Die Grenze hatte hier eine Macht, die viele, vielleicht die meisten im
„Westen“ sich gar nicht ausmalen konnten. Selbst innerhalb der DDR, so
erfuhren wir in den Monaten nach der „Maueröffnung“ hatten viele von dem
Grenzregime im Westen der Republik nichts mitbekommen. Die wenigen
Gerüchte, sollten besser Gerüchte bleiben, als sie zu überprüfen. - Eine
Leipzigerin sagte es uns 1990 mal so: Was sollte ich mich mit Dingen
belasten, die ich eh nicht ändern konnte!“
*) = Wir bekamen in den Tagen auch eine LP geschenkt, von der Gruppe
„Karat“ und darauf auch das Lied „Don Alfredo“ - und wenn unser
Gastgeber auch (bis heute) ein überaus friedvoller Mensch ist, so war er
immer mit einer gefährlichen Waffe anzutreffen, seinem geschliffenen
Wort, nicht zu viele Worte, dennoch kurze feine, direkt sitzende Sätze. An deren Inhalt
nichts zu deuteln war und ist. Und soweit ich das bis heute einschätzen
kann. Selbst „die Firma Horch & Guck“ kam darum nicht wirklich an
ihn heran und ließ ihn gewähren...
Don Alfredo (Karat)
Wo kommst du her, Don Alfredo, noch so spät?

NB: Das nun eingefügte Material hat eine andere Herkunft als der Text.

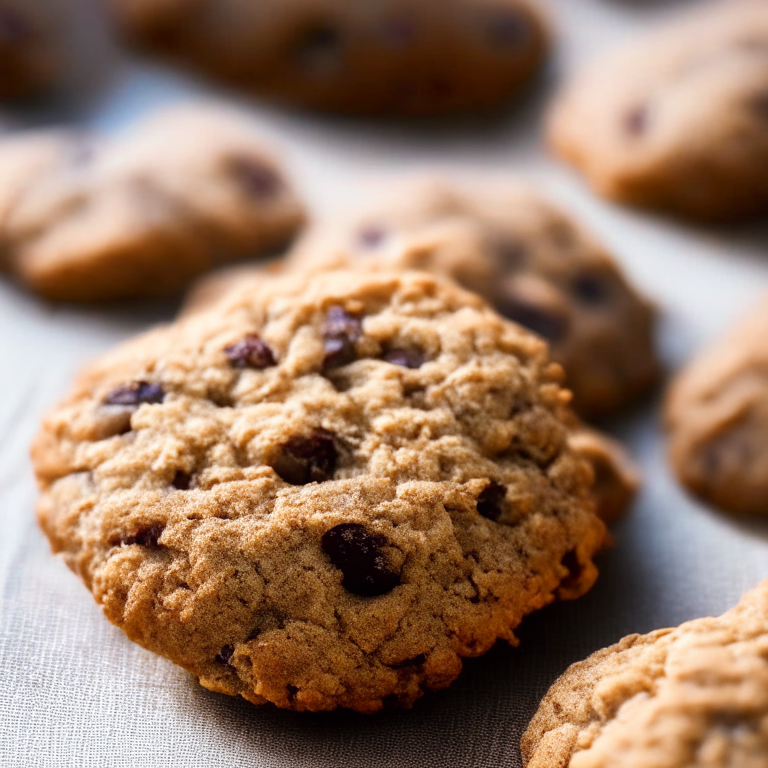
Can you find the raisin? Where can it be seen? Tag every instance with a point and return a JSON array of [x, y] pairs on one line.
[[341, 332], [250, 352], [490, 502], [310, 459], [135, 393], [358, 554]]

Du trägst einen Hut aus Chicago. Dein Gang ist so leicht.
Hast du noch gespielt im Casino? Für dein Geld?
Du trägst um den Hals schöne Ketten aus Perlenglanz
und Gold.
Wo kommst du denn her, Don Alfredo, noch so spät?
Du bittest den Herrn um Vergebung, und hast dabei gelacht.
Was hast du getan, Don Alfredo, heute Nacht?
Man sagt: Heute Nacht brennt der Himmel.
Warum machst du ein Kreuz?
Mama liest so laut in der Bibel von Abel und von Kain.
Wo kommst du denn her, Don Alfredo, noch so spät?
Du trägst einen Colt aus Virginia.
Sein Lauf ist ja noch warm.
Komm, trink noch den Rum aus Jamaica. Mama hat ihn gekauft.
Wo kommst du denn her, Don Alfredo, noch so spät?
Bist du bezahlt von den Killern? Mama hat schon geweint.
Es liegt vor der Tür mein großer Bruder, wie Che Guevara tot.